他一連道出三聲好字,心劍以萬夫莫敵之勢揮灑出一片細密劍網。

剛剛還和任千行拚得旗鼓相當的丐幫幫眾,此刻卻已節節敗退。

全冠清緊咬牙關,他右手手腕止不住的顫抖,那柄鋼刀在稍一觸碰到心劍劍鋒之際便已寸寸斷裂,不僅是他,其餘丐幫幫眾也是如此。

“撤!”

這位丐幫幫主來不及撂下什麽狠話,隻以內勁吼出一個字,隨即便運轉輕功與其餘人等四散奔逃向不同方位。

“哼,想跑?”

花無缺精致麵龐上閃現幾分寒意,他剛剛被眼前三人以奇特陣法困在竹棍之內,讓他在李純麵前丟了顏麵。

眼見著身前三人轉身便欲跑,無缺公子內勁一吐,手中折扇頓時卷起一陣刺骨冰寒。

明明是六月時節,可在場的丐幫弟子卻皆感身形一僵,仿若浸入了冷水之中。

“倒下!”

折扇再揮,著雪白衣裝的花無缺馮虛禦風,渾厚氣勁竟當場將一位身法不濟的黑衣人心房洞穿!

全冠清及其餘幾位丐幫門人見此情形立時心神一凜,顧不得為本幫兄弟報仇,他們飛也似地逃開,頃刻之間便已消失了身形。

“跑的真夠快的!我呸!”

李純見幾人飛身遠遁,此刻喘著粗氣雙手掐腰啐了一口。

他快步上前湊到那被花無缺以內勁格殺的黑衣人身畔,但拉開黑衣人蒙麵的黑布後,卻有些納悶的撓了撓頭。

瞧著麵生。

“嘖……不像是盟裏的人……”

雙手摸索起那人身上的黑衣,可翻找了許久,李純卻僅是搜出了一隻破破爛爛,隻有二三兩碎銀的口袋。

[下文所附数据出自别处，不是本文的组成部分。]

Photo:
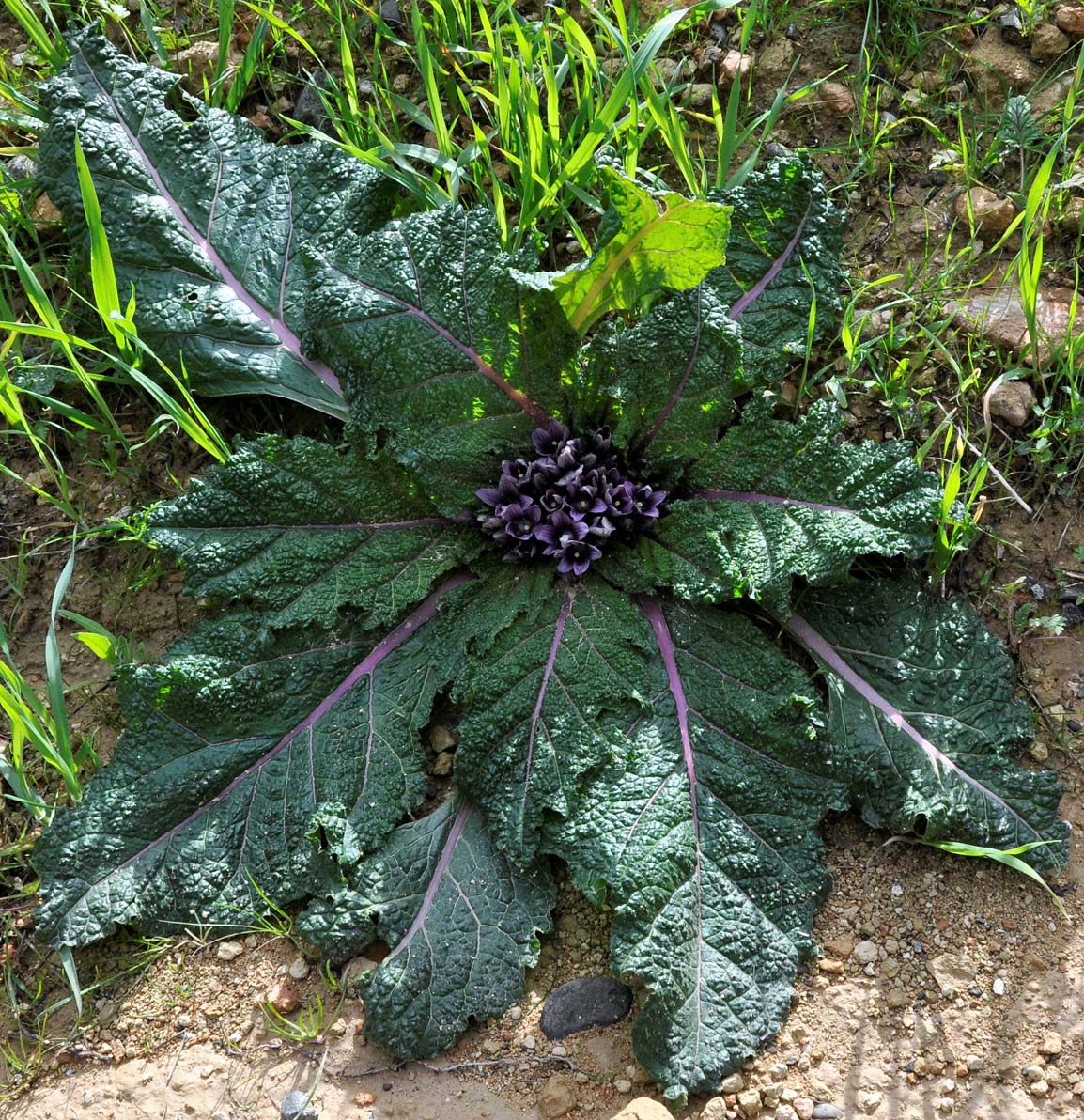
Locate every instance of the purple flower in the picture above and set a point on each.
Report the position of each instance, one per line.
(566, 501)
(552, 500)
(561, 525)
(619, 499)
(520, 518)
(647, 501)
(549, 437)
(519, 470)
(576, 555)
(584, 500)
(506, 491)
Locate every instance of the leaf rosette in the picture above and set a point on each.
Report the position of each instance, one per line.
(565, 506)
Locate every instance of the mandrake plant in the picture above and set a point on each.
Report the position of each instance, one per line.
(565, 503)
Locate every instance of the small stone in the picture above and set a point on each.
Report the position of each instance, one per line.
(866, 952)
(700, 95)
(198, 63)
(840, 948)
(355, 969)
(1048, 42)
(228, 950)
(1013, 402)
(284, 997)
(558, 1097)
(1070, 19)
(774, 63)
(588, 1002)
(835, 98)
(296, 1107)
(952, 972)
(998, 69)
(716, 1109)
(441, 739)
(991, 213)
(734, 65)
(750, 1102)
(643, 1108)
(22, 167)
(928, 81)
(45, 211)
(770, 1093)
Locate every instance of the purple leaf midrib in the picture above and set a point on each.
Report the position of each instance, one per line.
(777, 266)
(713, 495)
(676, 395)
(826, 653)
(668, 651)
(388, 646)
(439, 871)
(531, 408)
(278, 326)
(536, 715)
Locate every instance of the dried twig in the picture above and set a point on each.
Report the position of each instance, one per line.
(994, 471)
(565, 1063)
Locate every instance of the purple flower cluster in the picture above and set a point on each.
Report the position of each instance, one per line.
(566, 501)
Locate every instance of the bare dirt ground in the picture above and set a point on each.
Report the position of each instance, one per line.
(948, 987)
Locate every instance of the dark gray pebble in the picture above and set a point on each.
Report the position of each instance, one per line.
(589, 1002)
(296, 1107)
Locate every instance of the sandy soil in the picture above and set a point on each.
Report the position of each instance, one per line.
(948, 987)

“你們剛剛和這群人交手的時候,可辨出了他們的功法路數?”

見花無缺與收劍的任千行向自己走來,李純開口問了一句。

“盟主,與我交手的那幾人用的大多都是江湖中通用的刀法劍招,似乎是刻意藏了底細。”

剛剛得到心劍的任千行回話的速度都快了不少,顯然還沉浸在得獲至寶的欣喜當中。

李純在道出三年約定後,他的忠誠值已飆升了三十幾點,別的不敢說,但至少在三年之內,李純篤定任千行絕不會對自己不利。

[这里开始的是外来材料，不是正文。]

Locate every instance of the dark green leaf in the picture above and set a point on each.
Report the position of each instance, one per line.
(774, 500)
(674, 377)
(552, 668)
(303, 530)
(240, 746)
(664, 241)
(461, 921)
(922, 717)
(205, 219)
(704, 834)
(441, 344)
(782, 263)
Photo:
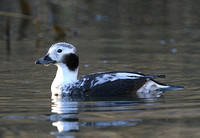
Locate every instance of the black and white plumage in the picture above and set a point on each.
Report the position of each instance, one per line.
(65, 57)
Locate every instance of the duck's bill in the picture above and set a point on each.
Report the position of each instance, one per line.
(46, 60)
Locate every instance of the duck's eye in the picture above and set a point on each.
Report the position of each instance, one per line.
(59, 50)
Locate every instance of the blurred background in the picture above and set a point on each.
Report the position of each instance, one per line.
(149, 36)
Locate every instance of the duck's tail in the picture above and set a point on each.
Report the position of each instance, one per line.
(153, 85)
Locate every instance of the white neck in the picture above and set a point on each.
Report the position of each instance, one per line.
(64, 76)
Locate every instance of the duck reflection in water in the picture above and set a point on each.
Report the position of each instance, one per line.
(64, 111)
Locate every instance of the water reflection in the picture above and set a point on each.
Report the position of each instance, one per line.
(67, 111)
(64, 115)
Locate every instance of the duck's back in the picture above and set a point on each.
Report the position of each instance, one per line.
(110, 83)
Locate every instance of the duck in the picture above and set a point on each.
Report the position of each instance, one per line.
(101, 84)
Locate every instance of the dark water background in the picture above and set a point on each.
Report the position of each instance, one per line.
(150, 36)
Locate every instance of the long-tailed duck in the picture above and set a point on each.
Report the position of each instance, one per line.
(65, 57)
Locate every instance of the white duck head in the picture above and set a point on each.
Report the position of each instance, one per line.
(65, 57)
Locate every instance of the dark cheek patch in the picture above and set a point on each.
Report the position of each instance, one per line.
(72, 61)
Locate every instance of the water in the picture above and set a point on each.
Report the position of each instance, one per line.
(133, 41)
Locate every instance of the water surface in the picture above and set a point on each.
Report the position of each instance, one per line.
(105, 42)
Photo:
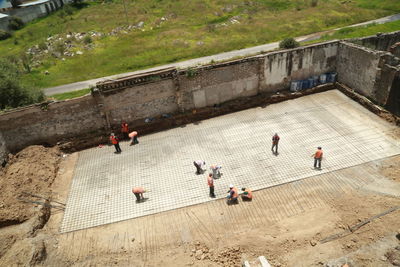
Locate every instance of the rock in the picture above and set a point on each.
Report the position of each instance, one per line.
(140, 24)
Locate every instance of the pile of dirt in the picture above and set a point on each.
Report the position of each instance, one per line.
(30, 172)
(230, 256)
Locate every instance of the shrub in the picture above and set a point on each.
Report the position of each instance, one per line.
(87, 39)
(42, 46)
(4, 35)
(288, 43)
(15, 23)
(12, 93)
(314, 3)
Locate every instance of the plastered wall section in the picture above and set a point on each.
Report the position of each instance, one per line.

轉頭望向自帶裝逼buff有種出塵氣質的花無缺,即便這位無缺公子剛剛在那三位黑衣高手的詭異陣法之下吃了小虧,可眼下卻仍是一副天王老子第一我花無缺第二的架勢。

“陣法不過微末伎倆,我移花宮不屑習之。”

翻譯一下,就是我不懂陣法,你問我也是白問。

李純聞言不由得翻了個白眼。

地上那具屍體他橫看豎看也看不出個門道,看來想從這屍首身上尋得線索,由此推測究竟是誰要暗害自己的打算是行不通了。

“算了算了,先進客棧找找有沒有吃的喝的……”

李純是個豁達的人,既然屍體看不出端倪,那索性也就不再細想。

畢竟天下盟中想要他死的人多不勝數,那群放在外邊隨便一位都能翻手為雲覆手為雨的惡人們要殺自己,都得先排上幾個時辰的隊。

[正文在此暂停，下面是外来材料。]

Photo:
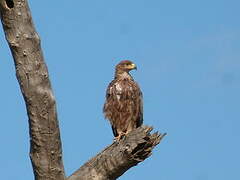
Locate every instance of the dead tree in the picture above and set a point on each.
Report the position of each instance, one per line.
(45, 142)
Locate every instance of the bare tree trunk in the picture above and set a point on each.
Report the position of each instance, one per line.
(32, 75)
(117, 158)
(45, 142)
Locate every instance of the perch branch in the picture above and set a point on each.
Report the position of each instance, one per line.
(32, 75)
(120, 156)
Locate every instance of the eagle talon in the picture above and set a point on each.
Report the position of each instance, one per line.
(123, 106)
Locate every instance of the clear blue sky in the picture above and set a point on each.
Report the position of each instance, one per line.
(188, 57)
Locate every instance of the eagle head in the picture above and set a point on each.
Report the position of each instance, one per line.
(125, 66)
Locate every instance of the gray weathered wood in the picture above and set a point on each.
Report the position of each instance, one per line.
(45, 142)
(32, 75)
(117, 158)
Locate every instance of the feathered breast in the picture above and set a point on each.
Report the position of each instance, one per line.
(123, 104)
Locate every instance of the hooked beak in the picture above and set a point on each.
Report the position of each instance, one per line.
(133, 66)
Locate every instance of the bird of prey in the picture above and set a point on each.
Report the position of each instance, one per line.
(124, 105)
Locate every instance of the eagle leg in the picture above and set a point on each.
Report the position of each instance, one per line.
(120, 136)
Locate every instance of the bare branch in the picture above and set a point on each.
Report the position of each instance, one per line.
(32, 75)
(117, 158)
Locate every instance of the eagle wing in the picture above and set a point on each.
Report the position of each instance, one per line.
(123, 106)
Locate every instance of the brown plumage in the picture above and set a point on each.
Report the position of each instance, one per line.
(123, 105)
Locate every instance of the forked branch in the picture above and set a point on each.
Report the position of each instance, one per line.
(120, 156)
(45, 142)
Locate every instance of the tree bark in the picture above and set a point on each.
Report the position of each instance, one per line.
(120, 156)
(45, 142)
(32, 75)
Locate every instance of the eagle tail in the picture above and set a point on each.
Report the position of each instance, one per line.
(114, 131)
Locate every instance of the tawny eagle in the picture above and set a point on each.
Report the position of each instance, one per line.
(124, 105)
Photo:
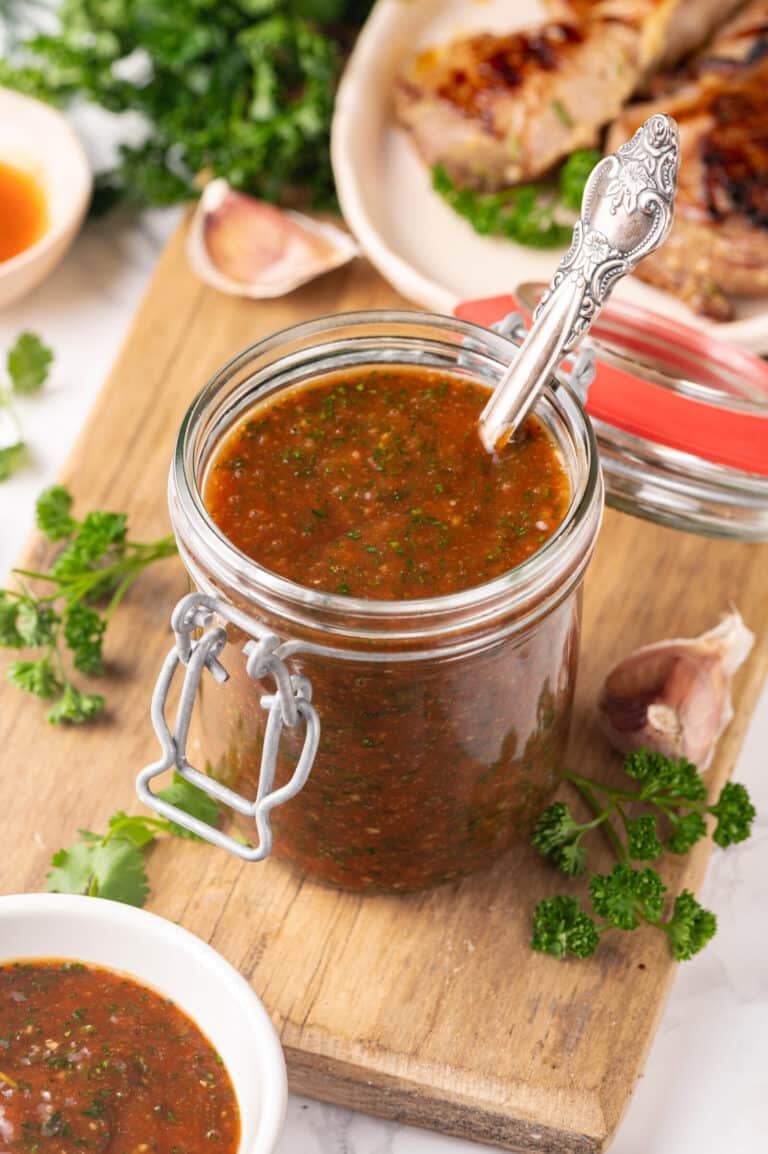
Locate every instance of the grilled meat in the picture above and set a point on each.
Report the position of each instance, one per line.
(497, 110)
(718, 244)
(672, 30)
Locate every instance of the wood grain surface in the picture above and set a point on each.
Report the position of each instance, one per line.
(430, 1009)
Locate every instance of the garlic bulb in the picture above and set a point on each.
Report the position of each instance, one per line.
(675, 697)
(250, 248)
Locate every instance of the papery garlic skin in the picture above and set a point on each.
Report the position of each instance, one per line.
(675, 697)
(250, 248)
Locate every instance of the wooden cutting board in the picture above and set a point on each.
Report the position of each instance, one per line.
(430, 1009)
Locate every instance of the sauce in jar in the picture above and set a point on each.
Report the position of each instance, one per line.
(374, 484)
(23, 211)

這群武藝還算不得頂尖的黑衣人和他們比起來,實在是入不得李純的眼。

“應該不是那幾位吧?他們貌似還沒有這個膽量,不過除了他們誰會知道?”

想不明白的李純當即便要走入那略有些殘破的客棧之中。

但天不遂人願,他腳下剛有動靜,身側的兩位少年高手便再一次出言示警。

“盟主!有人向此地來了!”

即便心劍在手,任千行的聲音也不禁夾帶了幾分急促。

花無缺更是眉頭緊鎖如臨大敵般望向西南邊驛外的一處方向。

“是那群人去而複返?”

李純暗道一聲不妙,他趕忙循著二人的目光猛瞧。

然而下一刻,李純便被眼前所見情形嚇了一跳。

西南邊驛外的一條潺潺流水於百丈外匯聚成河。

而就在此時,那條河流上,正懸空飄著一位披散頭發的黑袍男人。

這人麵貌端莊,甚至隱隱有幾分儒雅,黑發順澤隨風飄**,衣袍卻像不受空氣阻力般緊貼在身上。他左手背負,右手拿著一卷書在認真翻閱。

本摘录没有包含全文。